Question

Find the foci of the curve $300x^2+320xy+144y^2-1220x-768y+199=0$.

Answer 1

From the given equation of the curve $300x^2+320xy+144y^2-1220x-768y+199=0$, we have

$A=300,H=160,B=144$

Here, $AB-H^2>0$

Thus, the given curve is of ellipse

To find center of the curve, partially differentiate it w.r.t $x$ and w.r.t $y$

$30x+16y=61$ ........ [Partial differentiation w.r.t $x$]

$10x+9y=24$ ......... [Partial differentiation w.r.t $y$]

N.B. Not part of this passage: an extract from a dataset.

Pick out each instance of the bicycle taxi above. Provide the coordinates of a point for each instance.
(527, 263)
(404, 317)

Solving for $x$ and $y$, we get

Center of the ellipse as $(1.5,1)$

Simplify equation by knowing the center

Take $x=X+1.5$

and $y=Y+1$

Thus, the equation now becomes

$300X^2+320XY+144Y^2=1100$

We need to eliminate the term $XY$

For eliminating the term $XY,$ we need to find the degree of rotation of the axis

i.e. $\tan 2\theta =\frac{H}{A-B}$

i.e. $\tan 2\theta =\frac{320}{300-144}$

$\Rightarrow \theta ={32}^o$

$X=u\cos \theta -v\sin \theta$

$Y=u\sin \theta +v\cos \theta$

Substituting the value of $\theta$ and expressing the equation in the form of $u$ and $v$.

The equation will be:

$\frac{u^2}{2.76}+\frac{v^2}{25}=1$

Now the foci can be easily find as $(-1,5)$ and$(4,-3)$.